Estes são, portanto, os primeiros apontamentos da minha agenda de trabalho, com data de 12 de Abril. Ali também está uma coisa que não fiz, mas que tem relação com “Persona”, sobretudo com o título: “Quando o namorado de Alma, a enfermeira, lhe faz uma visita, ela apercebe-se pela primeira vez do modo como ele fala, nota como ele a toca, ficando aterrorizada porque percebe que ele está representando, está fazendo um papel.”
Mas quando sofremos é horrível, e então não representamos.

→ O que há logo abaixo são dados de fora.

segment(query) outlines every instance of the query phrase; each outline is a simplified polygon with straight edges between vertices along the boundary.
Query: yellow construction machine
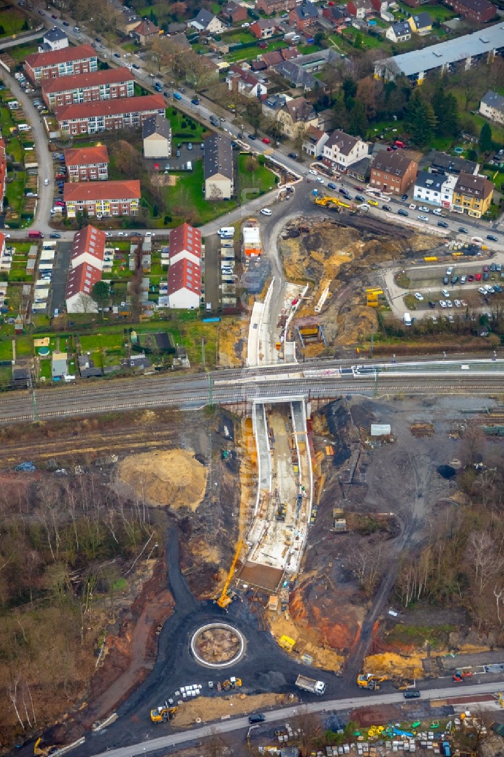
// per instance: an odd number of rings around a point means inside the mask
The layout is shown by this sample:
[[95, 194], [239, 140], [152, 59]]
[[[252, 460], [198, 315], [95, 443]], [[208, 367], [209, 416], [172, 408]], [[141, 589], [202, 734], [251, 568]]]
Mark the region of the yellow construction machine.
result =
[[327, 207], [330, 210], [337, 210], [340, 204], [340, 201], [337, 197], [323, 195], [322, 197], [316, 197], [315, 204], [322, 205], [322, 207]]
[[61, 749], [63, 744], [51, 744], [51, 746], [45, 745], [42, 743], [42, 737], [35, 742], [33, 746], [33, 754], [36, 757], [48, 757], [48, 755], [52, 754], [53, 752], [56, 752], [58, 749]]
[[379, 689], [384, 681], [387, 681], [387, 676], [380, 673], [360, 673], [357, 676], [357, 686], [359, 689]]
[[154, 707], [151, 710], [151, 720], [153, 723], [166, 723], [175, 718], [178, 707], [170, 707], [165, 702], [162, 707]]
[[228, 573], [228, 577], [226, 579], [226, 583], [222, 587], [222, 590], [219, 597], [216, 597], [213, 601], [219, 605], [223, 610], [227, 612], [228, 606], [231, 604], [233, 601], [232, 597], [229, 597], [228, 594], [228, 589], [229, 588], [229, 584], [233, 578], [233, 574], [235, 572], [235, 569], [236, 568], [236, 563], [238, 562], [238, 557], [240, 556], [240, 553], [241, 552], [241, 547], [243, 547], [243, 541], [241, 539], [238, 540], [236, 547], [236, 550], [235, 552], [235, 556], [233, 557], [233, 561], [231, 563], [231, 568], [229, 569], [229, 572]]
[[223, 681], [220, 685], [222, 691], [229, 691], [229, 689], [241, 689], [241, 678], [235, 678], [233, 675], [226, 681]]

Confesso que essa fase da minha vida foi extremamente difícil. Tinha o pressentimento de que a minha existência estava ameaçada:
Será possível transpor isso para um processo interior?. Quer dizer, dar a entender que é uma composição a várias vozes, um “concerto grosso” no interior da mesma alma? De qualquer modo os factores do tempo e do lugar serão de importância secundária. Um segundo poderá abranger um largo lapso de tempo, conter uma série de réplicas dispostas sem nenhuma relação umas com as outras.
No filme concluído vê-se isso. Os actores mudam de lugar para lugar sem que os vejamos se deslocarem. Quando o fazem, a acção é prolongada ou encurtada, ficando assim anulado o factor tempo.
Depois surge uma coisa relacionada com algo muito antigo de minha infância:
Imagino um pedaço de filme branco, sem imagens. Esse pedaço passa uns segundos no projector e, pouco a pouco, ouvem-se palavras vindas da fita sonora (talvez só durante um instante). Depois surge justamente a palavra que eu imagino, logo seguida de um rosto que mal se distingue no branco da fita. É o rosto de Alma e da senhora Vogler.